Embedded in Christianity is the ideal of the suffering servant who proclaims to the consciences of all men that the greatest among you is really the one who serves and nudges them to pick up their own crosses to follow Christ. Embedded within Christianity is the antidote to might and power and the ennoblement of all who are lowly and powerless.

Keller observes:

“Tom Holland punctures common myths about Christianity and secularism in every chapter. In no way does he let the church off the hook for its innumerable failures. Nor will he let secular people live with the illusion that their values are just self-evident, the result of reason and scientific investigation.”

Above the secular humanist, above the Christian, is the God who judges all men. This same God is He who stooped low to empty Himself of His power, privilege, and position to become a part of His own creation, to subject Himself to it, and to sacrifice Himself for it. This God came to set captives free and to offer hope to the hopeless, love to the unlovely, and strength to the weak in the moment of their weakness.

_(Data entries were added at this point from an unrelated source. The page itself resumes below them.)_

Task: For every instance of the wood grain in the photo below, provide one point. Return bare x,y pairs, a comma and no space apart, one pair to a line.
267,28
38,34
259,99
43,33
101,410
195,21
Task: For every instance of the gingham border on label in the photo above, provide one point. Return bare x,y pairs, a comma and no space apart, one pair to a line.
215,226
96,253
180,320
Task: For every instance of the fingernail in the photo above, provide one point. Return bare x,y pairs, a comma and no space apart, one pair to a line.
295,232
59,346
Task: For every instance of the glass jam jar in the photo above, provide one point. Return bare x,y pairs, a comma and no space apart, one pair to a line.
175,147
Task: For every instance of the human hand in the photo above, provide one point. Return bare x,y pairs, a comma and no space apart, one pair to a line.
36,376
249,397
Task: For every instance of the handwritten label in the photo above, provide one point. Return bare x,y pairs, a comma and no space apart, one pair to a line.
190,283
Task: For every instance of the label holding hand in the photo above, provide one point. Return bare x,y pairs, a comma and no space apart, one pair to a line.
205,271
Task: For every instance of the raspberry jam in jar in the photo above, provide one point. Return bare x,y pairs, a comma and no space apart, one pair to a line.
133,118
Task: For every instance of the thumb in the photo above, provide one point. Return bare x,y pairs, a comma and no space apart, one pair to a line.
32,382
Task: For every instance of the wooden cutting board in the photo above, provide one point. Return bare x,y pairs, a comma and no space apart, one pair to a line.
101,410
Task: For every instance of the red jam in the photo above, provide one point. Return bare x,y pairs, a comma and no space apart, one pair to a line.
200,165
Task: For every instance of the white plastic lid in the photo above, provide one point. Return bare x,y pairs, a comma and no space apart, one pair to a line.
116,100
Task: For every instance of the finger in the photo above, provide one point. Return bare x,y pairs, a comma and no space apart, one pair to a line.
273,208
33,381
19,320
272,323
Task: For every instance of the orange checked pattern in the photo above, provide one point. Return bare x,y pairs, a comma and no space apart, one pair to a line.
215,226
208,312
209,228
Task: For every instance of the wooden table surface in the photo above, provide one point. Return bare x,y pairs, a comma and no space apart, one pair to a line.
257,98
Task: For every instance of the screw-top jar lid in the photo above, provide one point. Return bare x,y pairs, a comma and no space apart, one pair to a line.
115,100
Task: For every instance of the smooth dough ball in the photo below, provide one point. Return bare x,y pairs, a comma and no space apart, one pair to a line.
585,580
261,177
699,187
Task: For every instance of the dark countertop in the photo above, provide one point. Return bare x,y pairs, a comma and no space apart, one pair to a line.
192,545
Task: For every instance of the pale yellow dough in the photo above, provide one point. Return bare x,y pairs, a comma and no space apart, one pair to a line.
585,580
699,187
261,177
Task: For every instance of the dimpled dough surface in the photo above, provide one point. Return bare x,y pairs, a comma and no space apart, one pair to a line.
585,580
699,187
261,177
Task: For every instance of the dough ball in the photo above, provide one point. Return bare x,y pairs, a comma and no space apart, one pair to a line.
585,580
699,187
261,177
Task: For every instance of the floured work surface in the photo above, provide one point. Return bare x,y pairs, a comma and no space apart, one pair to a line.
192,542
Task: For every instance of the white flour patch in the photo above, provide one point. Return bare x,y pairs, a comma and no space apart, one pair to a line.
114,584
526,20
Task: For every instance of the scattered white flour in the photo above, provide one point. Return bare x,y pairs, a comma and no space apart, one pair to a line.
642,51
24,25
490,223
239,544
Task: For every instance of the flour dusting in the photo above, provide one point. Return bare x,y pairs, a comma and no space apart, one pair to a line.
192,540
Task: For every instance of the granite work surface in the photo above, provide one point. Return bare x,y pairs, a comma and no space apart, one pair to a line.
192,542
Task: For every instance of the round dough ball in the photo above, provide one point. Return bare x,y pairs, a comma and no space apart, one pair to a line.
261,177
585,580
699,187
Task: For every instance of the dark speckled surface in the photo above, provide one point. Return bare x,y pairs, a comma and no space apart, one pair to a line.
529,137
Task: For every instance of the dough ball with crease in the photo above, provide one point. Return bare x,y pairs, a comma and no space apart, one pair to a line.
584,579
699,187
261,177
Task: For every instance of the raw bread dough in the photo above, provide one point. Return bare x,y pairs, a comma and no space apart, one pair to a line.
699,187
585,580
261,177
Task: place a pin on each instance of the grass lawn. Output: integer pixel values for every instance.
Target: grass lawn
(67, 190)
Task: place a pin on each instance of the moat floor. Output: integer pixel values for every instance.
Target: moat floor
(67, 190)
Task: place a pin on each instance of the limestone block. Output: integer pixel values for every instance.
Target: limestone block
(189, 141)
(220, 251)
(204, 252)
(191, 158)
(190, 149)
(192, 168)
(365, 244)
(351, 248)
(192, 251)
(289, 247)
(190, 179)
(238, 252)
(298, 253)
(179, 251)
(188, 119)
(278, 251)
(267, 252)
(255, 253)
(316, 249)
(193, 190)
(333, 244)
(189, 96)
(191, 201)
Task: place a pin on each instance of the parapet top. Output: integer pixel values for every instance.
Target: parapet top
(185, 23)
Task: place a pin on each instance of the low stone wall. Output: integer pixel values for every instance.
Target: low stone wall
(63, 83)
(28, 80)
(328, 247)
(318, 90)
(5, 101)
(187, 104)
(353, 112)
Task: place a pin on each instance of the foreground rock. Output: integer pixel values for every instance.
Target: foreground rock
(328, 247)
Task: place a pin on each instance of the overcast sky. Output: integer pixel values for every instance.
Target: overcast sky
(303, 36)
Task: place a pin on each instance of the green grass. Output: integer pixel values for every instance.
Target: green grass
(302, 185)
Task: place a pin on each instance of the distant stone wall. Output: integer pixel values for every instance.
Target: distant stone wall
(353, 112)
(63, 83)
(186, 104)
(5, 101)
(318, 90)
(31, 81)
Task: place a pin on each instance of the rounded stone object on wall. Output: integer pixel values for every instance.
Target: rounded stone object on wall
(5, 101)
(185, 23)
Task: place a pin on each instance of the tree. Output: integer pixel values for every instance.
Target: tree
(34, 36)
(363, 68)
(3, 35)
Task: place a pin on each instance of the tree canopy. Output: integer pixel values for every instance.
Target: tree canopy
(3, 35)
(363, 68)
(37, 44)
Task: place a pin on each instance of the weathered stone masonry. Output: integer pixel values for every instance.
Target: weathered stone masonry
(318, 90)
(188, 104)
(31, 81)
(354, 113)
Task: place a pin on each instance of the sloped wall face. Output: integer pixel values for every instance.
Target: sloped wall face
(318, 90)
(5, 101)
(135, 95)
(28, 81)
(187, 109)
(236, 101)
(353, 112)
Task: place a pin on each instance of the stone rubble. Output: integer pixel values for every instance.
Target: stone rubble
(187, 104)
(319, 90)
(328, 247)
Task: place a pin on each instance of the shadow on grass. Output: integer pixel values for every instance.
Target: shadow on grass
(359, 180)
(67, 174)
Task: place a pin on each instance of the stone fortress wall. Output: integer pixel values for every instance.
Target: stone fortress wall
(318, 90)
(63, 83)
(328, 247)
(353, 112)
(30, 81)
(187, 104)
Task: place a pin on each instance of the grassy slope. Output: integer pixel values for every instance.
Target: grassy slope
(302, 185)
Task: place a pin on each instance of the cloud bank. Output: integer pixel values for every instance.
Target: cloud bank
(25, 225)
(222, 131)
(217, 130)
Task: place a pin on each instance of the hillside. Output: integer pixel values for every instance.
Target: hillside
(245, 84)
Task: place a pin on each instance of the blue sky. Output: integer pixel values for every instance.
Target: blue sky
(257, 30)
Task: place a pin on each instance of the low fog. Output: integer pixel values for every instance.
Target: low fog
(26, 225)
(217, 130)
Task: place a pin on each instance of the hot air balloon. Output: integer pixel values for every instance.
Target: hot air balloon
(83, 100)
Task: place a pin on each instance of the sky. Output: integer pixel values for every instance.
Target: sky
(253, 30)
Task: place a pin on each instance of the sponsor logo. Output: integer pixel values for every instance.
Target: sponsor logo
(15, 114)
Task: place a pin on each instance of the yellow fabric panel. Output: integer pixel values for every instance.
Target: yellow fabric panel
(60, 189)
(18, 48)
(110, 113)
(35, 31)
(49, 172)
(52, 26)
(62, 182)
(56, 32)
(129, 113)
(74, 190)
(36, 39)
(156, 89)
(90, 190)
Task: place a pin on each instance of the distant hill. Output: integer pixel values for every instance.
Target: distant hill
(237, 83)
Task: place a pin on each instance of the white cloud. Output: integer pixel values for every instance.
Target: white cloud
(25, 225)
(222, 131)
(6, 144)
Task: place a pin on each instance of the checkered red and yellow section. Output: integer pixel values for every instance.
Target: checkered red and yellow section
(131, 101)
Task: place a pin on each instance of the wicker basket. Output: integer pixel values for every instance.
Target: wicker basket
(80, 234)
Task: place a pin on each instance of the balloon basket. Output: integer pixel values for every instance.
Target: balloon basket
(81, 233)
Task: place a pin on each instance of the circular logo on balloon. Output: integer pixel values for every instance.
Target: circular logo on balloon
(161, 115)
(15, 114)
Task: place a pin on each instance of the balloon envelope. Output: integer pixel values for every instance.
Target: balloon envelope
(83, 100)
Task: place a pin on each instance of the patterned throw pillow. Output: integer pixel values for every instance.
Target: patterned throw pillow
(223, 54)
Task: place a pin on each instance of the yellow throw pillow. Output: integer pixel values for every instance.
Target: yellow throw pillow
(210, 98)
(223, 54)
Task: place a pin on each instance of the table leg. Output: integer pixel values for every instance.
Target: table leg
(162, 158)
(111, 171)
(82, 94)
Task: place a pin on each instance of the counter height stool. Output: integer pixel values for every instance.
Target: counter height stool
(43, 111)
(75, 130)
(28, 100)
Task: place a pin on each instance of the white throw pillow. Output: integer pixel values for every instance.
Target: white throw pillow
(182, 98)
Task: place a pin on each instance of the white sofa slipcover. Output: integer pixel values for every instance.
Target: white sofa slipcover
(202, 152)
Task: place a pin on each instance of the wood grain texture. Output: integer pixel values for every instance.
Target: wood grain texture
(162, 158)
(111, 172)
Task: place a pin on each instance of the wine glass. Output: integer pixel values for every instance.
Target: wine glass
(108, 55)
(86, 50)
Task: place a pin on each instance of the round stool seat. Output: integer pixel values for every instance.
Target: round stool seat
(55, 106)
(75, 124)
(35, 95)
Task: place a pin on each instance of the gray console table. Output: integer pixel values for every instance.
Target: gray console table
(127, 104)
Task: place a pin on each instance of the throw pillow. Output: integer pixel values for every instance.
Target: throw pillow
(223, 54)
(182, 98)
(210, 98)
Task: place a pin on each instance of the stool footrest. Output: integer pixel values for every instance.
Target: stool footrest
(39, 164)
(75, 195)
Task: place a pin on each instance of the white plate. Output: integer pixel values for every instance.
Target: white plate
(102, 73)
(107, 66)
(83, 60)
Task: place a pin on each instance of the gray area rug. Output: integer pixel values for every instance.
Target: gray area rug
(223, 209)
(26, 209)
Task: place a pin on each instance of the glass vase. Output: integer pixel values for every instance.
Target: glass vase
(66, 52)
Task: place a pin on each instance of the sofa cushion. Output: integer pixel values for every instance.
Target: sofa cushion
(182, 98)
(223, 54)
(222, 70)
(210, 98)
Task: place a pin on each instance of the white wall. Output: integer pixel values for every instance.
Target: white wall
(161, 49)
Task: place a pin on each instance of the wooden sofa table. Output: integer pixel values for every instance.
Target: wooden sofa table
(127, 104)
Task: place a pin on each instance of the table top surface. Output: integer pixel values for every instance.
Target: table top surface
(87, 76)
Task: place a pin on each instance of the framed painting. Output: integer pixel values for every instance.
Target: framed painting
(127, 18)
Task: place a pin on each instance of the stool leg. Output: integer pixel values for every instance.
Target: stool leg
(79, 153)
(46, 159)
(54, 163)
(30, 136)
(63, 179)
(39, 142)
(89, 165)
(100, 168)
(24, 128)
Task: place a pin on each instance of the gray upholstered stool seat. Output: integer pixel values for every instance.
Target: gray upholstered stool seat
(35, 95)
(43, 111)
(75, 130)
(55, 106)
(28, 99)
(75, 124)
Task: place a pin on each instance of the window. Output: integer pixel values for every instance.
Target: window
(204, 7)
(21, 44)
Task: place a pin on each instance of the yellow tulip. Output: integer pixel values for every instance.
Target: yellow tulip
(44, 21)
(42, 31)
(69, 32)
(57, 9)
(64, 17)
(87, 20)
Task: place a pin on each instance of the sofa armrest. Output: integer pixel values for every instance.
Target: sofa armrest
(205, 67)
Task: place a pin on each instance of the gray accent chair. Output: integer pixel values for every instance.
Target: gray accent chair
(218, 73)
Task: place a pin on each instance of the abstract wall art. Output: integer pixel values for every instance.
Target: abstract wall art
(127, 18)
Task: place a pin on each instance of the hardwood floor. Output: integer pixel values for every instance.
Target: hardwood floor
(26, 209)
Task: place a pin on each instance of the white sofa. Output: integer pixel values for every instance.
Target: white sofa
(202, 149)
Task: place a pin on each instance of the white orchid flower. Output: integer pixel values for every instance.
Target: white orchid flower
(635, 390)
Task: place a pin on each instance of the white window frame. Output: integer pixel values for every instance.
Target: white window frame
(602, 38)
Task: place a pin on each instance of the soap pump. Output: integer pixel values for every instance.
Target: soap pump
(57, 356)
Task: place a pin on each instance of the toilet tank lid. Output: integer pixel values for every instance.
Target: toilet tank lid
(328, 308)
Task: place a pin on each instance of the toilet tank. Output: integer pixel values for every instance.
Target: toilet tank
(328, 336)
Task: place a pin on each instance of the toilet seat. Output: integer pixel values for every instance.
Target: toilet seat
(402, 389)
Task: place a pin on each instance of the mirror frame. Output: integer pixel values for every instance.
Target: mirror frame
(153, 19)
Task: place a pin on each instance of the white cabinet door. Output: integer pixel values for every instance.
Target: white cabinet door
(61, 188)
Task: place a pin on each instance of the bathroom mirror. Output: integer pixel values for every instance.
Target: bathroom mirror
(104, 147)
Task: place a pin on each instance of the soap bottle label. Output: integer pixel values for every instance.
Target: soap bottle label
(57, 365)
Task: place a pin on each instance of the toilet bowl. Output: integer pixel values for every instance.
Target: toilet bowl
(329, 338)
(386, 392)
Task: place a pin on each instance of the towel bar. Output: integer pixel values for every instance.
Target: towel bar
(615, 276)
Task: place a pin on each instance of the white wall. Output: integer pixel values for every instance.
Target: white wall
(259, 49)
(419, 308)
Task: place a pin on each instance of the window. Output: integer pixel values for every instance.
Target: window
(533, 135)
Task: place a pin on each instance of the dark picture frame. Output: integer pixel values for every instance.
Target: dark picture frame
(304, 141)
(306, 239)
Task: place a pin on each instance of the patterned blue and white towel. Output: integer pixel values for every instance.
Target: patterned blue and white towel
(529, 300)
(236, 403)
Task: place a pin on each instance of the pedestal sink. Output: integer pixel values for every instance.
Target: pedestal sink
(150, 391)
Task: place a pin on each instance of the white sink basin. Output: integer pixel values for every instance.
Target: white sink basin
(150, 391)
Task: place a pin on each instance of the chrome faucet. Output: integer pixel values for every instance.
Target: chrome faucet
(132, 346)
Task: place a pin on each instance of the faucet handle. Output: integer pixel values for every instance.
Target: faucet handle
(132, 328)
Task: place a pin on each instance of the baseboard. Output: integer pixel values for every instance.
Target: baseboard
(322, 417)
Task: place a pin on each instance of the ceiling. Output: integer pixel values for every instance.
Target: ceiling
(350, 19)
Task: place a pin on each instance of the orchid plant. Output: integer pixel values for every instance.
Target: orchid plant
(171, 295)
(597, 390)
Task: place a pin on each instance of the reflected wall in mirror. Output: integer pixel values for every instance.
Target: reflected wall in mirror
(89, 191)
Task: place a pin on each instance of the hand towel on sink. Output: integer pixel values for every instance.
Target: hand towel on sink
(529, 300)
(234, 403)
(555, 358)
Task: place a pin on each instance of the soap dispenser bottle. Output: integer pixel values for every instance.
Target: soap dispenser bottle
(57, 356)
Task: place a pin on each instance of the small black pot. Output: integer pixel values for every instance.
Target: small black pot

This is the uniquely Christian influence that remains still, though most of western society, perhaps, is reluctant or unable to identify it any longer. How long can or will it remain as modern humanists pick at the threads in the fabric and discard them? What devolution will result without Christ, and him crucified, at the center of the western paradigm uniquely constructed on a Christian view of the world?

These are questions the secular, humanist and Greco-Roman historian, Tom Holland, is now asking. Can the values he assumed without regard to their original framework survive without the original foundation to hold them up? It seems like a rhetorical question to me, and I think Tom Holland would increasingly agree.